Certainly would be good for air quality.


Scaling this thing up to carry A passenger is going to be a mean feat of engineering. Scaling it into a passenger airliner is just a ridiculous proposition. Besides, with wings so large relative to the weight of the plane, landing it in anything but good conditions is a deadly gamble.

But I grant you electric airplanes might see the light of the day if the batteries are up to it. It just becomes pointless to carry the solar panels along because they won't be able to supply 1/10th the amount of power the plane actually needs to fly, so their impact on the total operating range and utility would be negative, seeing they would just add weight.
antialias_physorg
3 / 5 (2) Jun 03, 2013
Scaling this thing up to carry A passenger is going to be a mean feat of engineering. Scaling it into a passenger airliner is just a ridiculous proposition.

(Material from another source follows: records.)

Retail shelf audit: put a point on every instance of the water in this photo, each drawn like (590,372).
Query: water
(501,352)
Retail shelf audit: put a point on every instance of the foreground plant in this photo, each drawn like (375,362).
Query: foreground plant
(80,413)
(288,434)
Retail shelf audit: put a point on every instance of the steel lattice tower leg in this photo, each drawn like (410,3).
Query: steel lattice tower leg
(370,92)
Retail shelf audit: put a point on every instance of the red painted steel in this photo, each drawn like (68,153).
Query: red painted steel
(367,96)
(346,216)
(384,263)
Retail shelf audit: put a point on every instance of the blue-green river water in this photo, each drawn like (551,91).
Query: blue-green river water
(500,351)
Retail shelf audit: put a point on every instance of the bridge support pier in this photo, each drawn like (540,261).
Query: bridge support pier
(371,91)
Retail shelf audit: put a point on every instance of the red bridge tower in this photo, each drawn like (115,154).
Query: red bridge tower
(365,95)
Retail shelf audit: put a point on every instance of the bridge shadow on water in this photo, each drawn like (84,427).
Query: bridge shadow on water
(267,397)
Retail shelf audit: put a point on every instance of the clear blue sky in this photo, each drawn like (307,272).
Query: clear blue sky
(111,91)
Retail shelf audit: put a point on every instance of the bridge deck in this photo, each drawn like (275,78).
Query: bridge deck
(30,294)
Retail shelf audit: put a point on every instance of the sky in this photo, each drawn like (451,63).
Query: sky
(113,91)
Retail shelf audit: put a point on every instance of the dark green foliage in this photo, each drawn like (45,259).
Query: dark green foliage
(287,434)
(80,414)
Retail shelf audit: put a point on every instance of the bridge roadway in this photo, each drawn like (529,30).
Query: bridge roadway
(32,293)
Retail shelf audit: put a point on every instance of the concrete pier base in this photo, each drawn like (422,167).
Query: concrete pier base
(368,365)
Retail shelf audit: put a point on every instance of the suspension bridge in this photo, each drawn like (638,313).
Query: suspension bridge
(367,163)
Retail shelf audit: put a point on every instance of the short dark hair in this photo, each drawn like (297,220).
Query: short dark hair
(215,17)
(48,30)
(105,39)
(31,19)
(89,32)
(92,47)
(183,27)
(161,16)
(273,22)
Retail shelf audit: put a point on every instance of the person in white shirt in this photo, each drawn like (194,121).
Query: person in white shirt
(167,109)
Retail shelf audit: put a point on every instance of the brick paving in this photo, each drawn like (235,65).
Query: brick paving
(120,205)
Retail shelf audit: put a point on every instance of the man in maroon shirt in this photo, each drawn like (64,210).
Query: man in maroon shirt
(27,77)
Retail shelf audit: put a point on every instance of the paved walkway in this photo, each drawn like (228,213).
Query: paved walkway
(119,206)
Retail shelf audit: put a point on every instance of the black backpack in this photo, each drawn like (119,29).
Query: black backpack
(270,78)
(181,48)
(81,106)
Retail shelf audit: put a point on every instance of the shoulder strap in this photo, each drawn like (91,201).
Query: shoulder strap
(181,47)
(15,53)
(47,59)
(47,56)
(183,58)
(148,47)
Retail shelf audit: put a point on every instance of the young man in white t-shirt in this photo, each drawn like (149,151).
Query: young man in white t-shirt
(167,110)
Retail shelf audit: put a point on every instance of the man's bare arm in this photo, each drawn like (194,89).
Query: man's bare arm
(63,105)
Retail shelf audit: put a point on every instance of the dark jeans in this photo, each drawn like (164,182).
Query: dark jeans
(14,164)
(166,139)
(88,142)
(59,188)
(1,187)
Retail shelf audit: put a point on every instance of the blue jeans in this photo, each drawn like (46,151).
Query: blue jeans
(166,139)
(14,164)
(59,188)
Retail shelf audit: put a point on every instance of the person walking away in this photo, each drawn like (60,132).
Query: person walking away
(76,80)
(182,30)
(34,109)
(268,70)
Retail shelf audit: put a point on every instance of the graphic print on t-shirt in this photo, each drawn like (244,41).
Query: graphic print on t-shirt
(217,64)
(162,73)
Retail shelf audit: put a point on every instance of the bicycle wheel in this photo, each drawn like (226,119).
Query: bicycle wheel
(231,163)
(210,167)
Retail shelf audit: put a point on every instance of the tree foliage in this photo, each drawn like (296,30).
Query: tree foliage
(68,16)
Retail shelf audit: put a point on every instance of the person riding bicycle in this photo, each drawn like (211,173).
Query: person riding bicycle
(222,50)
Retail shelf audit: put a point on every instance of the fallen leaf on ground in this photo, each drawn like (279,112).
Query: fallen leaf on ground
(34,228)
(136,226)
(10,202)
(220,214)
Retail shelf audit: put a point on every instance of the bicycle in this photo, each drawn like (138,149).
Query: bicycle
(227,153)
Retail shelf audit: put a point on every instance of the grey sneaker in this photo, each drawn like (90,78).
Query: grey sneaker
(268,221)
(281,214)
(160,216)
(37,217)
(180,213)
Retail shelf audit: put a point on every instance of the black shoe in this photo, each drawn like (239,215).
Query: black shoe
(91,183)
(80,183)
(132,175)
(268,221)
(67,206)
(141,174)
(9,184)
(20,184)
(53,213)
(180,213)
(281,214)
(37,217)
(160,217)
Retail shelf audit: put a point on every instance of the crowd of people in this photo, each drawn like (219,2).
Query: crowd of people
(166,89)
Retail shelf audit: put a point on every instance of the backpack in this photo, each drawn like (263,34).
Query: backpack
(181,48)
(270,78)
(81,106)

There's a couple of things that can make this possible:
1) Better/lighte solar cells. If we're looking at how the energy density of batteries can decrease in the near future (if zinc-air or sodium-air batteries pan out) then that's some weight that could go towards passengers.
2) Solar cells have become more efficient/lighter. So that's an additional boost to operating specs
3) Possibly a different way of getting the thing off the ground (which currently uses a lot of the power stored in the batteries) via induction rails, or blimps, or even conventional, dedicated tow-planes.

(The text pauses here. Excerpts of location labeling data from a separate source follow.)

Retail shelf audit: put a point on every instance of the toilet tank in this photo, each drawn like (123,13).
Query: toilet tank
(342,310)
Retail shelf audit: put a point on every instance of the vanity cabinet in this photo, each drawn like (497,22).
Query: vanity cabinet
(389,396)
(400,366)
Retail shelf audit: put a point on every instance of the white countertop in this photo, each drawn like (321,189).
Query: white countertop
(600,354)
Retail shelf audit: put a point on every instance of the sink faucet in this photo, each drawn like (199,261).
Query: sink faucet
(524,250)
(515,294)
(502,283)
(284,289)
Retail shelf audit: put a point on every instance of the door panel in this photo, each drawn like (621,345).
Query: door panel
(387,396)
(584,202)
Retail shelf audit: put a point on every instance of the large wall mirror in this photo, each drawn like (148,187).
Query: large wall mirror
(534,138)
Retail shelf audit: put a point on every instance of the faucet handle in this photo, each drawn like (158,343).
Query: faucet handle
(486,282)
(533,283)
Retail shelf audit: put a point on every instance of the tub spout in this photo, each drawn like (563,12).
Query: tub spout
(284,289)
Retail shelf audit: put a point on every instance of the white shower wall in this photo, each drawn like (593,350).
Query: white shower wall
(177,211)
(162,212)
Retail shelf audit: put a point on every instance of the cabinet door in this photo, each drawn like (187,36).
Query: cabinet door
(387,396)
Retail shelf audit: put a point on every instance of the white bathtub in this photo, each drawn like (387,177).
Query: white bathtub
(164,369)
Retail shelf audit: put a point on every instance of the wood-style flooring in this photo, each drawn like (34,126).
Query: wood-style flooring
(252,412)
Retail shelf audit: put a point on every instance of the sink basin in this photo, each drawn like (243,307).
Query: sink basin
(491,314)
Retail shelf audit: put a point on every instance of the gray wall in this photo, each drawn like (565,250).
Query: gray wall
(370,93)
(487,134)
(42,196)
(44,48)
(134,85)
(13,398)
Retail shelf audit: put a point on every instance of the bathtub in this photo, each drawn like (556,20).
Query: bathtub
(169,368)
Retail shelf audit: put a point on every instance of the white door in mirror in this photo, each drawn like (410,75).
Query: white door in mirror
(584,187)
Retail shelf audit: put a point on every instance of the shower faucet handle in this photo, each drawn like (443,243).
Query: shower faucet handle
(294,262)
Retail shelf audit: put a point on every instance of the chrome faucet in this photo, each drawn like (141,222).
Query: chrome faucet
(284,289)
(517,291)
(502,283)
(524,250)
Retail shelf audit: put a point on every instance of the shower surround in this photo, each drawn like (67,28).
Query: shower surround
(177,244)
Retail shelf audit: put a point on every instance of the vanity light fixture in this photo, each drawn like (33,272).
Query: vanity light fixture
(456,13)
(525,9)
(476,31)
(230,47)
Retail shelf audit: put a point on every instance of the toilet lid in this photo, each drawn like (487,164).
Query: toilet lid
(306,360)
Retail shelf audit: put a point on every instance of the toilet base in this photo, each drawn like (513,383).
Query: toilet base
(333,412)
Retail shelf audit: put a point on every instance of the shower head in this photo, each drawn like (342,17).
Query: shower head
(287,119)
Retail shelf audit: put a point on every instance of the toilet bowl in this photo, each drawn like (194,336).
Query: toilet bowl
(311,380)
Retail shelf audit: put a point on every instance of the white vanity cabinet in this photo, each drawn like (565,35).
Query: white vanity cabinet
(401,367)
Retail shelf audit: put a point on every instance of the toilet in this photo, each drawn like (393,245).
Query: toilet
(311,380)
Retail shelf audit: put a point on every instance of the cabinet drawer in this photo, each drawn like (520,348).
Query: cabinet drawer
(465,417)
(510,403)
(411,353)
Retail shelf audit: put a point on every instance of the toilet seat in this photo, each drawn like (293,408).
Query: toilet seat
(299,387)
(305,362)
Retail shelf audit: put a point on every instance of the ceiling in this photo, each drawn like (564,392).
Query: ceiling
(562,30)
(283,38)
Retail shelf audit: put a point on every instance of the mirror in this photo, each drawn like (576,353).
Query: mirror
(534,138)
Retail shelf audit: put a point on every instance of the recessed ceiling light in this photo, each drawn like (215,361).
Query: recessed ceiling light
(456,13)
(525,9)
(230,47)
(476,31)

I'd be sceptical on the PVs, too, for commercial planes (unless we use orbital concentrators - which seems a tad extravagant but would score high on the coolness scale)
Eikka
1 / 5 (1) Jun 03, 2013
As far as I can find, the Solar Impulse uses SunPower photovoltaic cells which provide a 24% efficiency from sunshine to electricity, and the maximum efficiency attainable with multi-junction cells under non-concentrated sunlight is between 30-40%

A theoretical infinite-junction cell would get 87% efficiency, which would just about quadruple the power available for the plane.

If we're making comparisons to the Wrights' Flyer - they had about 15 horsepowers at full throttle.The Solar Impulse is like if the most powerful engine you could ever have in a plane was about 50 hp. It would be as if airplane engine development stopped in 1908: http://en.wikiped...me_Omega

Eikka
1 / 5 (1) Jun 03, 2013
2) Solar cells have become more efficient/lighter.


Not in the same form factor. Thin film cells are light but woefully inefficient, multi-junction monocrystalline cells are efficient but not light.